Fatih Birol, également «très pessimiste», souligne de nouveau que «le monde n'a jamais connu une perturbation de l'approvisionnement énergétique d'une telle ampleur». «La crise actuelle est plus grave que celles de 1973, 1979 et 2022 réunies», a-t-il dit en rappelant que «cette guerre obstrue l'une des artères de l'économie mondiale. Pas seulement le pétrole et le gaz, mais aussi les engrais, la pétrochimie, l'hélium et bien d'autres choses».

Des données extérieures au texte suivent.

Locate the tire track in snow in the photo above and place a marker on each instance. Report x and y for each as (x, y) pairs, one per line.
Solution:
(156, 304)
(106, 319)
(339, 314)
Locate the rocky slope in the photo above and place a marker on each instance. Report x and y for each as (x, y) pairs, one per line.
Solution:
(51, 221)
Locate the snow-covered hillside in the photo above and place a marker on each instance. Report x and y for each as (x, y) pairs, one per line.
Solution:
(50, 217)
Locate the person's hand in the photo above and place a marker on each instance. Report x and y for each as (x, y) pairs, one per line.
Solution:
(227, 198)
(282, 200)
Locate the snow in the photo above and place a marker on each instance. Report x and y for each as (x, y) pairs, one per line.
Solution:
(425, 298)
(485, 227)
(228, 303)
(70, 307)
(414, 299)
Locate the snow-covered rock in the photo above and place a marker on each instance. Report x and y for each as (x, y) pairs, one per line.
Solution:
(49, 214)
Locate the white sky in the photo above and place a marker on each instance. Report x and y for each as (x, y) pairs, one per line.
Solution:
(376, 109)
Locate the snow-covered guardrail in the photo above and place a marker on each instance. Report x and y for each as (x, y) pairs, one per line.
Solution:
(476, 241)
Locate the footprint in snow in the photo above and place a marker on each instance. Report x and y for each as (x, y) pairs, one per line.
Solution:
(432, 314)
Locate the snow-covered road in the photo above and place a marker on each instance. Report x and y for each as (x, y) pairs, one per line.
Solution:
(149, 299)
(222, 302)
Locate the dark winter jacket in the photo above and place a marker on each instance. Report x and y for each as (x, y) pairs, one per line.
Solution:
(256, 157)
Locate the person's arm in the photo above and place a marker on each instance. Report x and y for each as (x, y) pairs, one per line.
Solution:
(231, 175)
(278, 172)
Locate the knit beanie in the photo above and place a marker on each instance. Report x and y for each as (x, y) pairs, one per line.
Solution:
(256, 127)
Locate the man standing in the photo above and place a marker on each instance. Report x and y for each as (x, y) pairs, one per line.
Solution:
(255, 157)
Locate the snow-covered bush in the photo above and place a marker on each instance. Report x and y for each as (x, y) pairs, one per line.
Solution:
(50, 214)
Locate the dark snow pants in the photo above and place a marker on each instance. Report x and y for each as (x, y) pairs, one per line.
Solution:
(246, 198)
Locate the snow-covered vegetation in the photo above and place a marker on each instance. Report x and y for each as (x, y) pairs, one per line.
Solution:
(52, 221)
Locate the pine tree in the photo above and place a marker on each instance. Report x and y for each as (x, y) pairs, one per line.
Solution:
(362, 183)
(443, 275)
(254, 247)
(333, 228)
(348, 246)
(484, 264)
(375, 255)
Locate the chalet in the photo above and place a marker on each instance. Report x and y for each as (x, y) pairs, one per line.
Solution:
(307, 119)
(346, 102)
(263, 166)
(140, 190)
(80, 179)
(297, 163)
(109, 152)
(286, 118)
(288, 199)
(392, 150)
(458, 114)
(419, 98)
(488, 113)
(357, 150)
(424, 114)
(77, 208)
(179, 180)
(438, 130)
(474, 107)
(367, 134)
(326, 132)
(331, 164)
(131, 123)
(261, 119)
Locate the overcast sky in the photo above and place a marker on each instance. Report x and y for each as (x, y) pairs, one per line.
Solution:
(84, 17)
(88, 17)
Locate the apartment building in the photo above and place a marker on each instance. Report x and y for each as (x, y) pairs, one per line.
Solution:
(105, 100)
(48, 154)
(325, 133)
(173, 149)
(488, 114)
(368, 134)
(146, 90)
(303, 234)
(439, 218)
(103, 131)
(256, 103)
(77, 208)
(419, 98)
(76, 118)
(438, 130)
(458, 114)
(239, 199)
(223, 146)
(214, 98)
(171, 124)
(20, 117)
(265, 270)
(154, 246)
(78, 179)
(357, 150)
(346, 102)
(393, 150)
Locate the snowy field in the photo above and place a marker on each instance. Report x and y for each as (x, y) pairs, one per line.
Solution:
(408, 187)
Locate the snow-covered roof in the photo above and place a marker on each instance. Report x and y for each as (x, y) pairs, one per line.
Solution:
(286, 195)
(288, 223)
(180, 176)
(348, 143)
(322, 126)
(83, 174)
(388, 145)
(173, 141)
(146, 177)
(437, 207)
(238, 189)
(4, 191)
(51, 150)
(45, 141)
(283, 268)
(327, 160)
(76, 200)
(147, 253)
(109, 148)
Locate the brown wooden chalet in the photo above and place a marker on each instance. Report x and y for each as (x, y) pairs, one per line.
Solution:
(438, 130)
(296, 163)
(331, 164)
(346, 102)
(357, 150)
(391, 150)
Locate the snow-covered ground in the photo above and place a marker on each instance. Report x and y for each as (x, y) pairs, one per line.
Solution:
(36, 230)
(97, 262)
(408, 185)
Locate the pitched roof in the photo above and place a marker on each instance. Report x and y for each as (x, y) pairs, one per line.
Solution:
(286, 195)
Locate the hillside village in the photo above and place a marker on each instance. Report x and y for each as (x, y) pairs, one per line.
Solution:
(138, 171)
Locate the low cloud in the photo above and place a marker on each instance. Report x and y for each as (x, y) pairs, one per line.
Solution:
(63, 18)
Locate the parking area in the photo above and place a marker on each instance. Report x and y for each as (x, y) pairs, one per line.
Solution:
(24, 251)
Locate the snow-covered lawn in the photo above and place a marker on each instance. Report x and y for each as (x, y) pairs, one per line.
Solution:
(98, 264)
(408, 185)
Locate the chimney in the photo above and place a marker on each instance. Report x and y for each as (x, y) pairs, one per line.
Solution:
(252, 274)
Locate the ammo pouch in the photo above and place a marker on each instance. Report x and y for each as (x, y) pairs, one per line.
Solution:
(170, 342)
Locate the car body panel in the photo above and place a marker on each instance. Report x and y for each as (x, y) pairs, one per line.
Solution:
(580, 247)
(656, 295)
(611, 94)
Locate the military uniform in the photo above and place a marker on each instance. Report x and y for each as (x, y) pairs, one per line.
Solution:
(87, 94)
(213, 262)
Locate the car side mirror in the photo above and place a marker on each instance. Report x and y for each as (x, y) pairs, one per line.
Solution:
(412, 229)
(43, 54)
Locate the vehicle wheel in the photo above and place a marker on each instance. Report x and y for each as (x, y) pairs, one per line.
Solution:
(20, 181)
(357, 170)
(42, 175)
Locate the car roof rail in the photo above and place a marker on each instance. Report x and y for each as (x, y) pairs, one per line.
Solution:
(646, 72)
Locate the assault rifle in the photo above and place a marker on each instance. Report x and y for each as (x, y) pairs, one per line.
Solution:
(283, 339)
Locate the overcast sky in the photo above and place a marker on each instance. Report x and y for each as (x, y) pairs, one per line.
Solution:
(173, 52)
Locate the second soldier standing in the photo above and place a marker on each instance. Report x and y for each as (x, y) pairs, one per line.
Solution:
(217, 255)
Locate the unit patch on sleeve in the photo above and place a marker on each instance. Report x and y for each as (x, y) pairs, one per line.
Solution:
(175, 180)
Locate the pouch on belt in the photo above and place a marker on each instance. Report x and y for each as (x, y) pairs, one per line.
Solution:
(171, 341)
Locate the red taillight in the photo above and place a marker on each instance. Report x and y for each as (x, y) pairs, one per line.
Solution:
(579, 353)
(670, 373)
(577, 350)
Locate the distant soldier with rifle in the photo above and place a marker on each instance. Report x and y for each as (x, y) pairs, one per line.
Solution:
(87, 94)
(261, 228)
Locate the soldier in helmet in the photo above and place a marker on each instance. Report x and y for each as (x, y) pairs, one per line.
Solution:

Le monde s'apprête à entrer dans «un avril noir», a-t-il prévenu: «le mois de mars a été très difficile mais avril sera bien pire», a-t-il répété après des propos similaires la semaine dernière. «Si le détroit (d'Ormuz, NDLR) reste effectivement fermé tout au long du mois d'avril, nous perdrons deux fois plus de pétrole brut et de produits raffinés qu'en mars», a-t-il alerté. «Soixante-quinze infrastructures énergétiques ont été attaquées et endommagées et plus d'un tiers d'entre elles sont gravement ou très gravement touchées», a-t-il précisé, et leur remise en état «prendra beaucoup de temps».